Laura's Viewpoint

By: Horse Deals

Laura's Viewpoint
Laura and Limelight de Breve en route to their Queen’s Cup triumph

Laura reflects on winning a legendary class
and asks for less fun classes and more
‘proper’ jumping

So much has happened since my last column that I don’t really know where to start. Everything began at Hickstead, where my horse of a lifetime, Limelight de Breve, won me the
Queen’s Cup.

It really still hasn’t sunk in because the Queen’s is one of those classes every lady rider dreams of winning, but you know things like that don’t happen in real life!

"Lulu" seemed to somehow know how important it was to me and that this was our day. I’ve never really thought of her a "Hickstead horse" and she didn’t jump well the day before, but the sun came out, the going dried up and she bust a gut for me.

I’ve looked at the list of former winners and it’s hard to believe that I’ve joined names such as Caroline Bradley and Liz Edgar. I know I also made history as the first woman to beat the men in the class, but I can’t help wishing it would still be for ladies only.

Our sport has such history behind it and it makes me sad that so many traditional classes are being changed. I don’t mind change, but I think we have to keep a sense of proportion and try to keep some of the tradition.

We travelled on to New Forest, where my girls — Lulu and Beluga — were again on top form, but it all came down to earth in the rain at Pembroke County.

And when I say rain, I should probably call it a monsoon. It started the night we arrived and carried on all show until they cancelled the jumping on the final day. The wind was pretty frightening. We were staying in the lorry and it was swaying, while the rain hammered on the roof. Lulu hated it and didn’t jump well, so I was really glad to get home.

Show jumping’s a great leveller. Things are going well one moment, then it’s back to earth with a bump. There’s certainly no chance of becoming big-headed in this profession!

More exciting news came when I was invited to jump in the back-up classes at the European Championships. What a chance to watch the best in the world in the championships themselves. It’s a fantastic opportunity to look and learn without the pressure of taking part.
The only drawback is that the second classes are of the "puissance and knockout" variety.

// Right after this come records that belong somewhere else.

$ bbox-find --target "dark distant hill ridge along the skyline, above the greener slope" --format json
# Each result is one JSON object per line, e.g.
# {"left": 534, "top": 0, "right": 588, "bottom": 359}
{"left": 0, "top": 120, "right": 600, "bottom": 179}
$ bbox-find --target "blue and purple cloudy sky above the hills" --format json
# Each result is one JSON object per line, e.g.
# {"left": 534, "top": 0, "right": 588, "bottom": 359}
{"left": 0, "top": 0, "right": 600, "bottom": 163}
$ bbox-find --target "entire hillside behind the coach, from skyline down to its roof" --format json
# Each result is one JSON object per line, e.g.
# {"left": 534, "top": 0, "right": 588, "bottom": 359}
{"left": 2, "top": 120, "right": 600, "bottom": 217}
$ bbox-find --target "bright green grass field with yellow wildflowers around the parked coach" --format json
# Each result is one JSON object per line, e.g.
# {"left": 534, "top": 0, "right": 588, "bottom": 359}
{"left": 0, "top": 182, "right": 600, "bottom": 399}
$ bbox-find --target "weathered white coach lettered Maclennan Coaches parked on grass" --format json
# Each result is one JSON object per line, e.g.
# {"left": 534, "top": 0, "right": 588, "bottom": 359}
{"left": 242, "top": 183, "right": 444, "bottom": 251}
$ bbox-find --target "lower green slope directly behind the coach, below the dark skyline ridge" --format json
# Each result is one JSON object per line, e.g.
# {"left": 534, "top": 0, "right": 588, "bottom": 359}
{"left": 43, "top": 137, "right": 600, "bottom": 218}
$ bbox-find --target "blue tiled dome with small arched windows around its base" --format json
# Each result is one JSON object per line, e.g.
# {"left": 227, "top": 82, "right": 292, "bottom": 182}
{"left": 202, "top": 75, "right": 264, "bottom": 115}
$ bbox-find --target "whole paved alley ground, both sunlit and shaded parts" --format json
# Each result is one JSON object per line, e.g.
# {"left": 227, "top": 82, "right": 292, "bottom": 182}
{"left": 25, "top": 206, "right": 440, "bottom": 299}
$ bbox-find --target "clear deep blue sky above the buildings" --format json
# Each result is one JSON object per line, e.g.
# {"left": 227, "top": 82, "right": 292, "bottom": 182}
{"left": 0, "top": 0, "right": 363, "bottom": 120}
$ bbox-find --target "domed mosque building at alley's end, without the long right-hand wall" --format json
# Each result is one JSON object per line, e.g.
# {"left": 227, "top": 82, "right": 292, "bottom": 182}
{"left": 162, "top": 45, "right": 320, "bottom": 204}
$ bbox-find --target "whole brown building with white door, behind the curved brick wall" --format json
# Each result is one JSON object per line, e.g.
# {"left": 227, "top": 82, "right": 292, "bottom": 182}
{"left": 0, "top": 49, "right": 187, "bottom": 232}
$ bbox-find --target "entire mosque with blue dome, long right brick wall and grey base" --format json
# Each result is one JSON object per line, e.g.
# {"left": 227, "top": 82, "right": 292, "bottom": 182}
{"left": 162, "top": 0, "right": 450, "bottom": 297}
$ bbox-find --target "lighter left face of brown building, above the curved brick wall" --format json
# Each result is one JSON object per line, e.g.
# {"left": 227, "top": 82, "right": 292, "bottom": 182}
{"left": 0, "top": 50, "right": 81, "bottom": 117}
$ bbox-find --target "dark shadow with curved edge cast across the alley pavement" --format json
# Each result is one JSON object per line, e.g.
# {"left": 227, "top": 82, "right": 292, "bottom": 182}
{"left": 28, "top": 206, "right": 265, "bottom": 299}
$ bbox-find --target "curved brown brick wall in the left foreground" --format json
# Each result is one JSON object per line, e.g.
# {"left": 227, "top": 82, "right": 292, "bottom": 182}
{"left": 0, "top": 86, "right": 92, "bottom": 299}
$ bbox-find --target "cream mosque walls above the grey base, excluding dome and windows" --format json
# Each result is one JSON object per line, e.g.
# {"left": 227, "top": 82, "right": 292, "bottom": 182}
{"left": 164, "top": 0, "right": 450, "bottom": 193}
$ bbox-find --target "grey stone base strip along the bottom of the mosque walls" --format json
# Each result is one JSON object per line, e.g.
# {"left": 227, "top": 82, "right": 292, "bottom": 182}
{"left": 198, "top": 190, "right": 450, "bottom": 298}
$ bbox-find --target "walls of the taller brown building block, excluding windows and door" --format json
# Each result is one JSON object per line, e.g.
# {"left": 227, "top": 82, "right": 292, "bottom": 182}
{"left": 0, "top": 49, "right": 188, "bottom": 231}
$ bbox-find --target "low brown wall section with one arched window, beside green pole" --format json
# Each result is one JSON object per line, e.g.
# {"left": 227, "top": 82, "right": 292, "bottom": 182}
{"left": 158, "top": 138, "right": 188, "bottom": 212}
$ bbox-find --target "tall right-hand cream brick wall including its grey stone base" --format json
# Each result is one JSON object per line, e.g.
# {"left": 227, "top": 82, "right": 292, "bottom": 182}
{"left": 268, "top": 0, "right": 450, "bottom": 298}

In other words, they’re fun classes to entertain the members of the crowd who aren’t necessary fans of the sport.

I do appreciate that shows have to get bums on seats and the riders are just part of the entertainment, but from our point of view, these classes don’t really teach horses much or help in bringing them on to championship level.

In fact, Britain is often the only country where they even take place these days. When you travel to shows abroad, the classes are mainly of the jump-off and A4 variety, so maybe that’s where we’re going wrong.

I’ve never made a secret of the fact that I don’t like doing the puissance — in fact, I can say hand on heart that I’d prefer it if I never did one again. I suppose it depends on the horse though.

At Olympia, I asked William Whitaker if he really enjoys doing puissance and he told me he didn’t at the start, but that he now knows Leonardo so well it just seems like any other class.

William’s lucky because Leonardo isn’t just a puissance specialist, but can jump grands prix and Derbys. The only other horse I can think of recently who could manage that consistently was Lactic, but then he had the great John Whitaker on board, which must have helped. A horse who can turn its hoof to anything is a real star — and should help you pay the
bills too!

But if we want to compete successfully with the Europeans these days, perhaps the structure of the sport here needs to be examined. I love doing a proper A4 speed class and there is a place for the occasional "turn your hat round and go as fast as you can" table C, but not all
the time.

I don’t know what the answer is because we haven’t enough money in show jumping in Britain to afford not to entertain the public. All I can say is that I’m glad I stick to riding and aren’t among the people who have to make the decisions.